Es war nicht anders zu erwarten. Der Anfang Dezember auf dem xten EU-Krisengipfel beschlossene europäische Fiskalpakt für mehr Haushaltsdisziplin ist in seinem mittlerweile dritten Entwurf weiter verwässert worden.
So wird z.B. den Ländern der Eurozone jetzt deutlich mehr Zeit zum Schuldenabbau eingeräumt als ursprünglich vorgesehen. Es geht dabei um die so genannte Ein-Zwanzigstel-Regelung, nach der ein Land pro Jahr ein Zwanzigstel des über die Gesamtverschuldung von 60% des BIP hinausgehenden Schuldenstands abbauen soll. Das wären z.B. für Italien drei und für Deutschland ein Prozent des BIP pro Jahr.
In der dritten Fassung des Vertragsentwurfs für einen Fiskalpakt werden jetzt „Ausnahmen“ genannt, womit diese Regel mehrere Jahre lang umgangen werden kann. „Dies würde bedeuten, dass für diejenigen 14 Staaten des Euro-Währungsgebietes, die einem Defizitverfahren unterliegen, die Ein-Zwanzigstel-Regelung erst nach Ablauf des Übergangszeitraums Anwendung finden würde“, zitiert das Handelsblatt ein Gutachten des wissenschaftlichen Dienstes des Bundestags. Der Übergangszeitraum soll drei Jahre betragen.

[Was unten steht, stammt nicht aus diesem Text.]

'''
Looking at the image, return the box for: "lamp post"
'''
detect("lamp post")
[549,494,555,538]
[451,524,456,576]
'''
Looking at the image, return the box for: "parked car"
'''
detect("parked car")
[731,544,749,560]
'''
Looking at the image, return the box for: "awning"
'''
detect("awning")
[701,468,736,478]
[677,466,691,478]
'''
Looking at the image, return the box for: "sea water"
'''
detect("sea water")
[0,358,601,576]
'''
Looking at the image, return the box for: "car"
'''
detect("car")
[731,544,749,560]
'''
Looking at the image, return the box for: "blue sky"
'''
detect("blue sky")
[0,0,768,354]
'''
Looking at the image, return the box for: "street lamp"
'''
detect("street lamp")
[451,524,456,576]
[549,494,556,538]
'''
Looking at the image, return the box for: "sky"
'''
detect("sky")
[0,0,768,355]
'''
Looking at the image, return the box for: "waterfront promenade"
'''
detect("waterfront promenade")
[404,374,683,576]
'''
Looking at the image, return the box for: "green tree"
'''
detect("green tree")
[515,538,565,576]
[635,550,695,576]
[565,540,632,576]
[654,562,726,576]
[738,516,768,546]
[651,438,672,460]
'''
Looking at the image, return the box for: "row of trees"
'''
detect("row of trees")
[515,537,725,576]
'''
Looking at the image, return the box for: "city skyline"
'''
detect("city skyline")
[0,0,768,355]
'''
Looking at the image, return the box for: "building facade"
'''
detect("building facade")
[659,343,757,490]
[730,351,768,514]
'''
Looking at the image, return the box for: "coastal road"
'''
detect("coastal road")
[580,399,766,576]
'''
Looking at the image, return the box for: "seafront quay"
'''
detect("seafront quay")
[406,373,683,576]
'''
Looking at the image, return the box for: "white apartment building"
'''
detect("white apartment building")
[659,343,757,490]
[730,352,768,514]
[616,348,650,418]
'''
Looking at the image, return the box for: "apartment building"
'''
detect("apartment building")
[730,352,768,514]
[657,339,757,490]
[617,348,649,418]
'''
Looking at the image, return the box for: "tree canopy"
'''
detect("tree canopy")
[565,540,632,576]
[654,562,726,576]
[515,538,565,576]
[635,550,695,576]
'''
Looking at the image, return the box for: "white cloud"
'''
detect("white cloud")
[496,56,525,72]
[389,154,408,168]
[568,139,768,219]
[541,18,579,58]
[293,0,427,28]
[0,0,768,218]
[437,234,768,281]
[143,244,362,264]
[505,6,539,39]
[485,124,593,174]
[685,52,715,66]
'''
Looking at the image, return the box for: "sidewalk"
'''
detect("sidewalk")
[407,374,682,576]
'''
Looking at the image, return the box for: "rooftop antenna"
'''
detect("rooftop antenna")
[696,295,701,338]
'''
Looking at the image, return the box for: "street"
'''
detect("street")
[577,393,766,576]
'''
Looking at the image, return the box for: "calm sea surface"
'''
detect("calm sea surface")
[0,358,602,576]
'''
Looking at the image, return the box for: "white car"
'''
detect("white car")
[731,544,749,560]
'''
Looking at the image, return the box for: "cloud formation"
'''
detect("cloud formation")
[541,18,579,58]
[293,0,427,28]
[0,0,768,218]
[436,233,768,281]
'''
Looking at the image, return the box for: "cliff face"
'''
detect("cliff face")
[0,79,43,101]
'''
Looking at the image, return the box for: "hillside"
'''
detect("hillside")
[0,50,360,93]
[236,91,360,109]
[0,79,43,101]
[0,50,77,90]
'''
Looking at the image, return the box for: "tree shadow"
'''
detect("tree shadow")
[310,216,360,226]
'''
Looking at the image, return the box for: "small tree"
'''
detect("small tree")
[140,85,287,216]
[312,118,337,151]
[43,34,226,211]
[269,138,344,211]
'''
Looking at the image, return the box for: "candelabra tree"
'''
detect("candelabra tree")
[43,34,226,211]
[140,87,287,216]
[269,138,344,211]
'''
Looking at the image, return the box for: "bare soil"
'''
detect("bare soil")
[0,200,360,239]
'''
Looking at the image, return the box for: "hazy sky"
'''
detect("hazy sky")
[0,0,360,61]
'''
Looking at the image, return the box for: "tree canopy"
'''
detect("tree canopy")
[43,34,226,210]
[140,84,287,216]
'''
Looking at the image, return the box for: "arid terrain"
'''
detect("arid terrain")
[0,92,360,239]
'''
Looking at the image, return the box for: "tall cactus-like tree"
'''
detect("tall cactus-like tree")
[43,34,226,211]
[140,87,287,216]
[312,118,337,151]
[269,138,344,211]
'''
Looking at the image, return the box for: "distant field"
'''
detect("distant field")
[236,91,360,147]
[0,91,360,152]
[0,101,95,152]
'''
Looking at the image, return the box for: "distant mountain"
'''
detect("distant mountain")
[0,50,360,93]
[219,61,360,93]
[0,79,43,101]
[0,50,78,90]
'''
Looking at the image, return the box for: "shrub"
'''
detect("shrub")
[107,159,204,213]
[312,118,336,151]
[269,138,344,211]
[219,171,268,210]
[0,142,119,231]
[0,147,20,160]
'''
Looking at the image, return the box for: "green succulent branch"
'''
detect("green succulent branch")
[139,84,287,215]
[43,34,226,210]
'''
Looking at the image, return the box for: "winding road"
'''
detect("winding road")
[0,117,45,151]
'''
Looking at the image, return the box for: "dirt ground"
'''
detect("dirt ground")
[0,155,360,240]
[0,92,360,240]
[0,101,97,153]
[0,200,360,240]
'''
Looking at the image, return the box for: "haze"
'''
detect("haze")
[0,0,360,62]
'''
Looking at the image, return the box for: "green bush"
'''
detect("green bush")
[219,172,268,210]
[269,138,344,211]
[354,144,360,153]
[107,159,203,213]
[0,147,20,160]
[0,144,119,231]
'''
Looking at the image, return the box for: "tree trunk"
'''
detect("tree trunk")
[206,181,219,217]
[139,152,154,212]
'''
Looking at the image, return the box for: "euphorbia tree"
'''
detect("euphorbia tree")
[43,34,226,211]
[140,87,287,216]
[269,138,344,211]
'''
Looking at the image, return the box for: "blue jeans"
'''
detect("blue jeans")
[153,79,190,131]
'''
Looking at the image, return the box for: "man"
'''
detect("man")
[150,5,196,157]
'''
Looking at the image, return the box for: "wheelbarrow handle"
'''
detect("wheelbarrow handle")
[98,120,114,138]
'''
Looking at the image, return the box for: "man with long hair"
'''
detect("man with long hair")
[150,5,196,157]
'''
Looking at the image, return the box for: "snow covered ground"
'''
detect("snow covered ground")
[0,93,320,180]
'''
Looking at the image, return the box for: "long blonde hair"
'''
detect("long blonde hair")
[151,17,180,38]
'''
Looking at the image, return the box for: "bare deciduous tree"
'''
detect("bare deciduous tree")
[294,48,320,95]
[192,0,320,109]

Aufgeweicht soll auch an anderer Stelle werden: Spaniens Finanzminister hat die EU-Kommission aufgefordert, die Ziele für den Abbau des Haushaltsdefizits zu lockern. Die konjunkturelle Lage habe sich grundlegend geändert, argumentiert er. „Als man festgelegt hatte, dass Spanien seine Neuverschuldung in diesem Jahr von 6,0 auf 4,4% senken soll, war man von einem Szenarium mit wirtschaftlichem Wachstum ausgegangen und nicht von einer Rezession.“ Madrid halte die Prognose des IWF für realistisch, wonach die spanische Wirtschaftskraft in 2012 um 1,7% sinken wird.
Und geschachert wird auch: Italiens Chef-Finanz-Techniker und Premier Monti verlangt eine Verdoppelung des ESM als Gegenleistung für seine Reformen. EZB-Chef Draghi stößt in dasselbe Horn, er fordert, ESM und EFSF parallel laufen zu lassen. Frau Merkel sagte zwar zunächst „non“, scheint aber jetzt bereit, EFSF und ESM zu verschmelzen. Die EFSF verfügt über eine freie Finanzierungskapazität von bisher nicht für Irland und Portugal ausgegebenen 250 Mrd. Euro.
Und gegackert wird auch: Die Grünen fordern im Bundestag eine Aktuelle Stunde, in der Merkel die Widersprüche zwischen ihrer Ankündigung eines "Fiskalpakts mit Biss" und dem jetzigen Entwurf erklären soll. Sie mäkeln ohnehin: „Notwendige Schritte wie eine Banklizenz für den Rettungsschirm, Eurobonds oder Schuldentilgungsfonds fehlen (…).“ Vielleicht erklären sie in der Aktuellen Stunde dann auch, was Eurobonds mit Haushaltdisziplin zu tun haben.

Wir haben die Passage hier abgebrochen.